Rolling was something we were assured would never happen.


Its amazing how one medication can fog up your life.  My mommy intuition knew all along. 
It is irrelevant how much time was missed in the beginning.  He was created for us and us for him.

I love that sweet boy of mine!



Monday, March 14, 2011

And So It Begins....

Our new reality...

Hello blogger friends! Miss me?

Its seems like it has been forever since I have sat in front of my computer and let my fingers do the typing, but life happened.  It continued to happen for a while. 

It amazes me how one little word can change your world. 

Cancer.....

Brandon's father was recently diagnosed.  To be completely accurate the diagnosis is:

High grade large B cell Stage 4 Non-Hodgkin's Lymphoma.
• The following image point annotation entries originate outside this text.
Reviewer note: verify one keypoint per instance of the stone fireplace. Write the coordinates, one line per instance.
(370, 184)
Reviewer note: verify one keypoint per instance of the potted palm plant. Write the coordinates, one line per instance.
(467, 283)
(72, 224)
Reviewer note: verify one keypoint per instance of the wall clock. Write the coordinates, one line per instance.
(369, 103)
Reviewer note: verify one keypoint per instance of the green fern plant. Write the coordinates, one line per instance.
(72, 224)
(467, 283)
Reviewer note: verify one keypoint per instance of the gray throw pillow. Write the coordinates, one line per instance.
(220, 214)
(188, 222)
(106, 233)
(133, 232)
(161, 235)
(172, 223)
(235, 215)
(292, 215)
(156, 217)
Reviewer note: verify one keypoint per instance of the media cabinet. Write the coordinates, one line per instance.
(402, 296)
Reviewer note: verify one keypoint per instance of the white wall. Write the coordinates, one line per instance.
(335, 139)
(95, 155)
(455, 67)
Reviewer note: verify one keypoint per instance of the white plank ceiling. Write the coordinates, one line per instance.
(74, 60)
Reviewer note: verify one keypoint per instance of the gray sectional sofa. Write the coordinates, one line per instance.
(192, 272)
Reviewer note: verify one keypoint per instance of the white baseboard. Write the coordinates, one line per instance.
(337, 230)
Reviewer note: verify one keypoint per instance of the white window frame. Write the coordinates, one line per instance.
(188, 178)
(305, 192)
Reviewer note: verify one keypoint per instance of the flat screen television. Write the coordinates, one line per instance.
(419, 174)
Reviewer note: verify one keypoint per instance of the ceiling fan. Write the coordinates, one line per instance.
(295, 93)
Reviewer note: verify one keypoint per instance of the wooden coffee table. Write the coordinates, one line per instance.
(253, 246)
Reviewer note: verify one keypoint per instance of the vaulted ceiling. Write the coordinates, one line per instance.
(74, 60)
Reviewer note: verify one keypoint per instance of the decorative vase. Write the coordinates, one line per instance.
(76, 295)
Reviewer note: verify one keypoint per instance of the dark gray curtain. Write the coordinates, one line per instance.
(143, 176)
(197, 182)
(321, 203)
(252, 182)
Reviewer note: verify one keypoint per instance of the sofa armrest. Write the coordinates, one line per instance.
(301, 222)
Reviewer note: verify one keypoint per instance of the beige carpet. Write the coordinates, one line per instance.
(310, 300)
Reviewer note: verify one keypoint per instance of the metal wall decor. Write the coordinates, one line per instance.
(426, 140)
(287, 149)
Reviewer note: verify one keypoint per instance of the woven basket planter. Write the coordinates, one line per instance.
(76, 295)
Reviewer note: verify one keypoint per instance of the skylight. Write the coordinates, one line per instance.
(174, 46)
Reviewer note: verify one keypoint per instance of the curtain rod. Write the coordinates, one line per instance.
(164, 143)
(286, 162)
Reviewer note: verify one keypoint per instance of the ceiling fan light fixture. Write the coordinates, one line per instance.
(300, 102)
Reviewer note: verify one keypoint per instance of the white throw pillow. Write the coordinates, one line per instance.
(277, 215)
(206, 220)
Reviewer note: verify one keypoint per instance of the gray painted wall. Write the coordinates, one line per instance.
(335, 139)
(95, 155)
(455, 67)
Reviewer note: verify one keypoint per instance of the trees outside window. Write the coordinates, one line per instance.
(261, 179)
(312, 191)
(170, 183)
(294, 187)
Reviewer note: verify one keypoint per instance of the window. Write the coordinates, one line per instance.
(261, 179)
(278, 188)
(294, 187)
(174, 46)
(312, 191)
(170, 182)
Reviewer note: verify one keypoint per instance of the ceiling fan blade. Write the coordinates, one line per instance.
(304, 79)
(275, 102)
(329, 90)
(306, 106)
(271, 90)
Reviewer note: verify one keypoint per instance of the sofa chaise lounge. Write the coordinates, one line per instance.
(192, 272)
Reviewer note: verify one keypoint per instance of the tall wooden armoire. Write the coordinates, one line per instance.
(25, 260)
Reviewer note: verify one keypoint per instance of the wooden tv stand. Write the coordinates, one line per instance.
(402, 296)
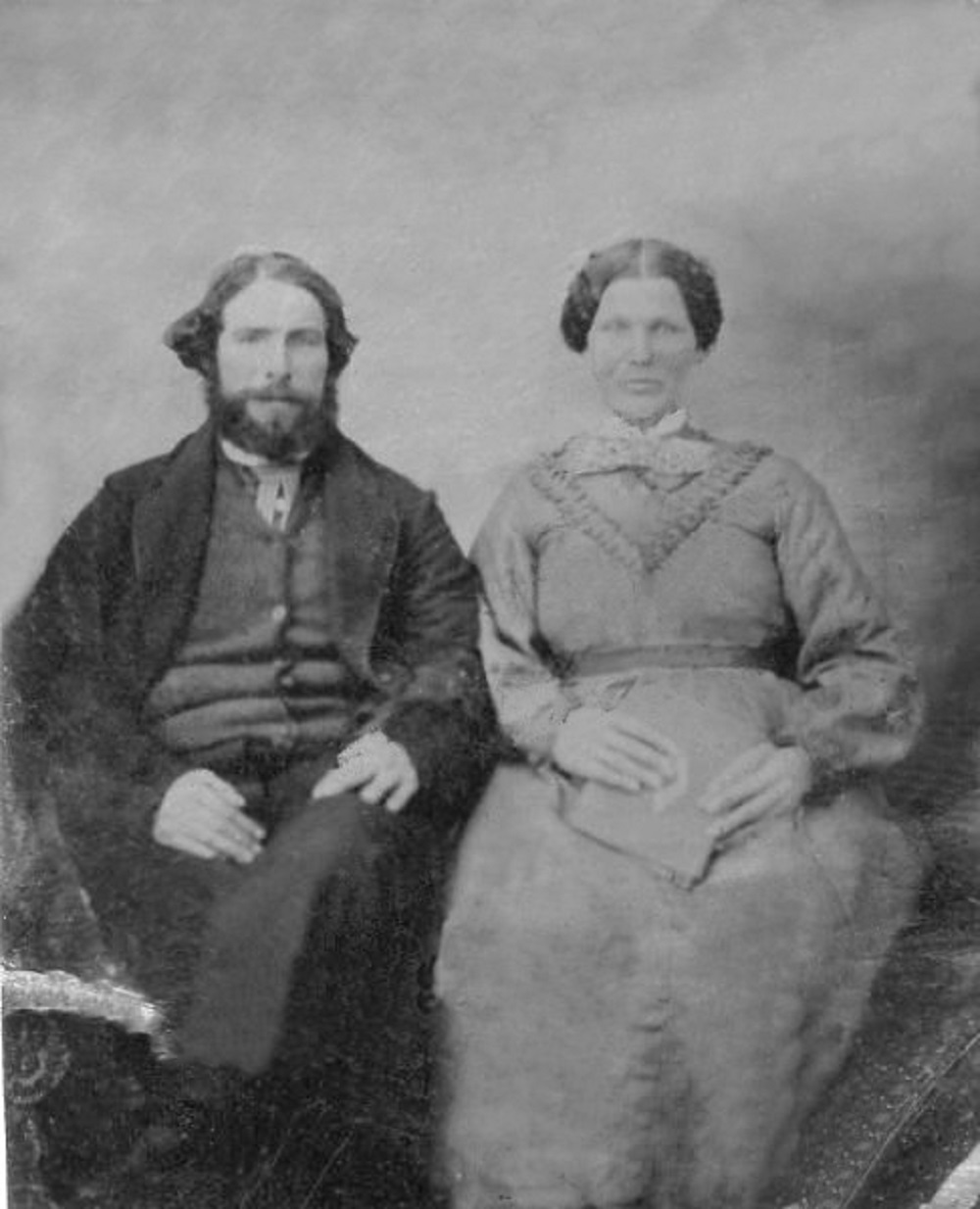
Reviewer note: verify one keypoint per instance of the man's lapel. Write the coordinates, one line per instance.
(171, 526)
(362, 541)
(171, 523)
Say that three times fast.

Believe me, I am not trying to make light of the subject.  It completely took over our lives for the past six weeks.  Learning new medical definitions, cleaning his house, organizing his finances.

This week, however, a new reality sets in.  Rodney will finally leave the hospital.  He will come home to a clean and sterile environment.  Up until this moment he has been in a controlled environment with caregivers and doctors.  Now it falls to us.

We become generally the only caregiver for all things physical, emotional, medical, and spiritual.
And let me just tell you, it scares me!

So dear blogger friends, please know I have missed you so. 

I will try to be more present and blog more frequently.

In the meantime, please remember us in your daily prayers!